For some, that story is filled with love and happy endings. For others, sadness and tragedy. But for most, the story is both bitter and sweet.

On the surface, acclaimed worship leader Lincoln Brewster seems to live the fairy tale. With six acclaimed albums, multiple hit songs, a beautiful wife, and two children, his life seems pretty perfect—from the outside.

“It’s really easy for people to look at my life and say ‘you’re so lucky,’” says Lincoln. “And while I’m really blessed and exceptionally grateful to be where I am today, it hasn’t always been like this.”

An unstable world
Lincoln was raised the youngest of eight children in a small fishing town in Alaska. His stepfather was an abusive alcoholic, and Lincoln says his family life offered little stability.

“When you’re a kid, and you equate your father figure, your dad, with hurting your mom . . . that can do strange things to you,” says Lincoln. “There are still challenges I face today as an adult because of the things I didn’t get as a child.”

Lincoln says that despite his unstable childhood, he knew he could always draw strength from his mother’s love.

“She made mistakes, of course,” says Lincoln. “I think she was frozen by this debilitating fear she felt towards my stepfather. But I never once doubted her love for me. She’s loved me my whole life, and continues to do so today. That doesn’t make her wrongs OK, but it covers them in a way that I can understand them.”

Don’t go it alone
When Lincoln was 12, his mother finally escaped the shadow of her husband, and she, Lincoln, and two of his siblings were finally free from the abuse and tragedy of that broken home. But through his teen years, Lincoln struggled to find role models. He says he went through a string of friends he tried to mold into father figures and role models—but all they could offer was friendship.

“We’re created to have those parent figures in our lives,” says Lincoln. “I found myself counting on my friends to be strong father figures and counselors. They couldn’t stand up under the responsibilities I was putting on them.”

And when friendships fail, isolation often quickly follows. “When you’re in pain and when you’re in crisis, the worst thing to try to do is go it alone,” says Lincoln. “It’s hard to let others in, but you have to find a way.”

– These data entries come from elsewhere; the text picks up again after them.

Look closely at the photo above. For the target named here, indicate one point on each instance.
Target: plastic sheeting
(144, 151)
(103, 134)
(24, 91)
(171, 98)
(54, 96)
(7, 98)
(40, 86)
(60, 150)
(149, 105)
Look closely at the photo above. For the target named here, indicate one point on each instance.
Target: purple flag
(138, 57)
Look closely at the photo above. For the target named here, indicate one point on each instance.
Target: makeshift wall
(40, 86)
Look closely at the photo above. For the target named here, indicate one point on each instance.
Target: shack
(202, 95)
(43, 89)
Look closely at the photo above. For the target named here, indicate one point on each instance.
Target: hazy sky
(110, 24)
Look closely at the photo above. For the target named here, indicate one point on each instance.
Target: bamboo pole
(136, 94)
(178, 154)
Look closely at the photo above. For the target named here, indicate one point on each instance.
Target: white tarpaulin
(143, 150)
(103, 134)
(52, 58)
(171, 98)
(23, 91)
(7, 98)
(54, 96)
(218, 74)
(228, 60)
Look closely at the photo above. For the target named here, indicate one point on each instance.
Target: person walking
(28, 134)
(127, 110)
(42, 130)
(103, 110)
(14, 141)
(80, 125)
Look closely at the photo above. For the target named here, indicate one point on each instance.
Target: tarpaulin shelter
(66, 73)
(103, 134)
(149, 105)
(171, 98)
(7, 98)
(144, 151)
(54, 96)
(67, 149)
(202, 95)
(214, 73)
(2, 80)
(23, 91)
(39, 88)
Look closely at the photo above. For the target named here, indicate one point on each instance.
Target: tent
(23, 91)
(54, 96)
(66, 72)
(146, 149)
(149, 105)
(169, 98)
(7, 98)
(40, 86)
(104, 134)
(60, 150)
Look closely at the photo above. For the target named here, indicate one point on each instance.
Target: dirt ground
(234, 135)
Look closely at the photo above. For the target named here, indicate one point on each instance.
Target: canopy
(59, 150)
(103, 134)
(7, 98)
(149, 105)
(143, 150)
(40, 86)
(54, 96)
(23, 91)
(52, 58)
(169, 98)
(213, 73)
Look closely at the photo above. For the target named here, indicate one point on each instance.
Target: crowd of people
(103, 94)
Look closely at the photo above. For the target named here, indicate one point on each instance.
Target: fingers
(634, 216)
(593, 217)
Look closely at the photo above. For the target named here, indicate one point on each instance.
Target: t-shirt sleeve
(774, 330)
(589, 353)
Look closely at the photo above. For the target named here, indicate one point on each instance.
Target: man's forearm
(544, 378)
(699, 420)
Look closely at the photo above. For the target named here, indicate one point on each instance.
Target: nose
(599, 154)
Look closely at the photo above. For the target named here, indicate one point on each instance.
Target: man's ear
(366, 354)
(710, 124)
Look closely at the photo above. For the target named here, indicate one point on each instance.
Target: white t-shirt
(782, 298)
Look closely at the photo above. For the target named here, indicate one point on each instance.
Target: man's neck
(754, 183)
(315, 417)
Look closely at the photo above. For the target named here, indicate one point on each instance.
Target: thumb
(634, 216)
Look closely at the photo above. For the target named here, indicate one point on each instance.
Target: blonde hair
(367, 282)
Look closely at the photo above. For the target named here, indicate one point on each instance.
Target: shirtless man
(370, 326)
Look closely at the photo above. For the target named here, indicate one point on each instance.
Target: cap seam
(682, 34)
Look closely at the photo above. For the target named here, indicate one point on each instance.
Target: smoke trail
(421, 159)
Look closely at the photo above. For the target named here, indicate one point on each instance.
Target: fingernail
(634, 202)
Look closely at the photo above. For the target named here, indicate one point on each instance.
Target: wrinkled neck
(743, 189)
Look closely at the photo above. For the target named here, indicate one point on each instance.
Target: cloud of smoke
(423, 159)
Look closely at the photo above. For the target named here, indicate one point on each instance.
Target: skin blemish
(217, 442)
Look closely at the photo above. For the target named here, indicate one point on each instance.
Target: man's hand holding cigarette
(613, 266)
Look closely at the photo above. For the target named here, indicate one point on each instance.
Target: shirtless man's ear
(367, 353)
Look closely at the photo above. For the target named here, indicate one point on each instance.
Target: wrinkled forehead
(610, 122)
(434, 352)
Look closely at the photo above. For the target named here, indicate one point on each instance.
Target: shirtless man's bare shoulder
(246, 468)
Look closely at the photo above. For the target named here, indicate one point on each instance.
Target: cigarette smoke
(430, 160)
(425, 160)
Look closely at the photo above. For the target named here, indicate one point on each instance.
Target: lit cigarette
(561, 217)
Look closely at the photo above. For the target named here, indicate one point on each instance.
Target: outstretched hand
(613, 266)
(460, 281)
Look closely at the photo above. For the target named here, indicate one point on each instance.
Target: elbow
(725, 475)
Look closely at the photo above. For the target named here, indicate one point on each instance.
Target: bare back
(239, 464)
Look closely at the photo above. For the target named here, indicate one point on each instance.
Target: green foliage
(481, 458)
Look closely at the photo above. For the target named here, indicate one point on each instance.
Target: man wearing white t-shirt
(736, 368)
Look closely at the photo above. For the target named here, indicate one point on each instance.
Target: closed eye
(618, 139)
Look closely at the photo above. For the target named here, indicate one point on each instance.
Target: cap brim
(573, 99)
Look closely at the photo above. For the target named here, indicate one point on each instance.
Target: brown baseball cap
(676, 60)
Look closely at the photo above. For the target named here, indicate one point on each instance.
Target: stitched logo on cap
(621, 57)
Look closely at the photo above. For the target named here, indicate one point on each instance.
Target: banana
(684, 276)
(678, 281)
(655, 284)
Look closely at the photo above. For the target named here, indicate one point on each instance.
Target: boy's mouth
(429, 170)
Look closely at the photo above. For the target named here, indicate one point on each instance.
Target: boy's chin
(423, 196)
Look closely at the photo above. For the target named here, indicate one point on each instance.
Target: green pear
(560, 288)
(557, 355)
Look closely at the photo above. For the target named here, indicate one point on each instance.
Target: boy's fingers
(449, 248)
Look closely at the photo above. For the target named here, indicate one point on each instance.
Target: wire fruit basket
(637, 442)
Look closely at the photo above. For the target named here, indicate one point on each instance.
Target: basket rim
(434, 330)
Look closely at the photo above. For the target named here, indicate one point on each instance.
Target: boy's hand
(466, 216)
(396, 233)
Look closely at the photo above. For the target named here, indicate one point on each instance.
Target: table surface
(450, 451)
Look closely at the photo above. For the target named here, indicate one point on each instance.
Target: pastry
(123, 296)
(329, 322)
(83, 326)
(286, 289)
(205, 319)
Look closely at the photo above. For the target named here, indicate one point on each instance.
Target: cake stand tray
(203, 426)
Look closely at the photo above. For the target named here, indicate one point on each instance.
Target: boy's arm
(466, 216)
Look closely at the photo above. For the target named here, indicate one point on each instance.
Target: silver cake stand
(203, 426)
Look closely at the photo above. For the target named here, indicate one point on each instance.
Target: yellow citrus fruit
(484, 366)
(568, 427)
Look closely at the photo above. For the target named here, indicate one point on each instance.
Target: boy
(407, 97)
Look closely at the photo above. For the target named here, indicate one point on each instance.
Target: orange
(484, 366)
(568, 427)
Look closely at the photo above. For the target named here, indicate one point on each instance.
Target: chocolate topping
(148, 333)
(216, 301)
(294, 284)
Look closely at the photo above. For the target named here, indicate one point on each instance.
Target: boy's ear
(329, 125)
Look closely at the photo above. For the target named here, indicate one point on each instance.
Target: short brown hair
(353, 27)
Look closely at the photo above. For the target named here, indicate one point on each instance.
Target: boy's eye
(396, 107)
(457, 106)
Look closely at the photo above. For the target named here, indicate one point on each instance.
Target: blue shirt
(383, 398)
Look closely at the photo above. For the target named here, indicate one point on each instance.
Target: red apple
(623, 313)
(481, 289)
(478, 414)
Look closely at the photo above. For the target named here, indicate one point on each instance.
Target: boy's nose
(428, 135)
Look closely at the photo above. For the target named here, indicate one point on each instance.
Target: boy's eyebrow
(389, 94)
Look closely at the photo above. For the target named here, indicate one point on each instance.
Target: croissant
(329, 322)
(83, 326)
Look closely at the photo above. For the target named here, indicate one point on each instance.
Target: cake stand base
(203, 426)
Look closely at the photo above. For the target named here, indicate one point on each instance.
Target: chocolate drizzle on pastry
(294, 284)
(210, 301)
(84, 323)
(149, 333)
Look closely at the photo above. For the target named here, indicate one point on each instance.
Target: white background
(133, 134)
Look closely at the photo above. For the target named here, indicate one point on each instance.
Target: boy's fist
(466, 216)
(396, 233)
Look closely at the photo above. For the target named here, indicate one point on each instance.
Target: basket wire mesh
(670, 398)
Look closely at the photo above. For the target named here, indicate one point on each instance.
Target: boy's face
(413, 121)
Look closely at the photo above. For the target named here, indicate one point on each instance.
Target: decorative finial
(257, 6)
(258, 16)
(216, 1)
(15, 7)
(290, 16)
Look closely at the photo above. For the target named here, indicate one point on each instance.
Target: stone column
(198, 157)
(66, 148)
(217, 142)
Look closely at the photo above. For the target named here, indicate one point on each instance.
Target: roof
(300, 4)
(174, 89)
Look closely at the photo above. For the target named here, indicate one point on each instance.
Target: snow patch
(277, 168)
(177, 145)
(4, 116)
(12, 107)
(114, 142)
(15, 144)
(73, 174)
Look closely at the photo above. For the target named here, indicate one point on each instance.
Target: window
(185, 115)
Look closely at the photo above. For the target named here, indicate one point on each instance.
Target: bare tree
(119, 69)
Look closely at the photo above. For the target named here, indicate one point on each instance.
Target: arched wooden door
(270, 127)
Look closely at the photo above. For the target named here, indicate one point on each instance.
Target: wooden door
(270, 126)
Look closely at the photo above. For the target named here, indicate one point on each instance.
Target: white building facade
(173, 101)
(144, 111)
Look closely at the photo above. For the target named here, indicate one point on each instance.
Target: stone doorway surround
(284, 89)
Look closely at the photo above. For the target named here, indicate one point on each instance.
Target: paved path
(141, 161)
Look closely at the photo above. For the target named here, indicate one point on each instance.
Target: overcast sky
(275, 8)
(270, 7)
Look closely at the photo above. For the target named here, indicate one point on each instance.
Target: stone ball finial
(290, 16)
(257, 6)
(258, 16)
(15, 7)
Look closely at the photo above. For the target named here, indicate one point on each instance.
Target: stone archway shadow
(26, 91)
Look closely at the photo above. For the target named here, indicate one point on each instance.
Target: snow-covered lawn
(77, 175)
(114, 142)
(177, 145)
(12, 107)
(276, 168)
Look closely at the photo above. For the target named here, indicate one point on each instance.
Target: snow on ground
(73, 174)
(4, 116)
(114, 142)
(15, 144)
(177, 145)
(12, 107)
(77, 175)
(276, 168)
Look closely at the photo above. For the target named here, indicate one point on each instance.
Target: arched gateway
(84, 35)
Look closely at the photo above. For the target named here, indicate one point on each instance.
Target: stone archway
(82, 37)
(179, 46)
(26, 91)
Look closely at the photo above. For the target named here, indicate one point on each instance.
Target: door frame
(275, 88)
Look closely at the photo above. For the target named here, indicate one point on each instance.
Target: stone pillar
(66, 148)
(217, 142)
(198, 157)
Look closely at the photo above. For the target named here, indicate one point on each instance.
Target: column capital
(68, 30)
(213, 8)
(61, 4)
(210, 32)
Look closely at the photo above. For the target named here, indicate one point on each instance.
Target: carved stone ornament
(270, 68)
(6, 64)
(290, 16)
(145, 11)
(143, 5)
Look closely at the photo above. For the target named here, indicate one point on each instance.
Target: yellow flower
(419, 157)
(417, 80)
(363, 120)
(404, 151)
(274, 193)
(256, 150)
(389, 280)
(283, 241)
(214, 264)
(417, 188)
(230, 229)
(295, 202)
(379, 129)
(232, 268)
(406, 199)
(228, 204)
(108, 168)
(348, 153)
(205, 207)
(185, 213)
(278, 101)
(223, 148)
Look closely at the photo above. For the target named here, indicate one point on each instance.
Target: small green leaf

Lincoln says as a teen, he made the conscious decision to begin to let “safe” people into his life—youth leaders, pastors, and counselors. These re­lationships helped him to finally find some solid ground. He also found the incredible, boundless love of a true Father. “I think people going through crisis need to know one important thing,” says Lincoln. “God is crazy, head over heels in love with you.”

Finding your identity in a loving God is far more lasting and stable than finding your identity in friends or romantic relationships. Once you’ve established that relationship with God and found that group of people who hold you accountable, the things you know start to overshadow the things in your life that don’t make sense, Lincoln says.

“There will always be things that happen beyond your control,” says Lincoln. “But at least make good choices with the things you can control. As a believer, you need to rely on the things you know and run all of your decisions through that filter.”

A story of healing
Lincoln says this process of faith, positive role models, and good decision-making eventually brought him to a place where he really started to live for something outside of himself. And that was a good thing. “When you’re not the entirety of your world, that’s not bad!” he says.

Today, Lincoln says he works hard to set boundaries in his life and to remove himself from dysfunctional and dangerous relationships. His desire is to create a peaceful home for both himself and his family. It may not be a fairy tale, but it is definitely a tale of healing and redemption.

“I am living, breathing proof that God can take somebody with a messed-up past and still do something with your life. There’s no such thing as damaged goods in God’s kingdom.”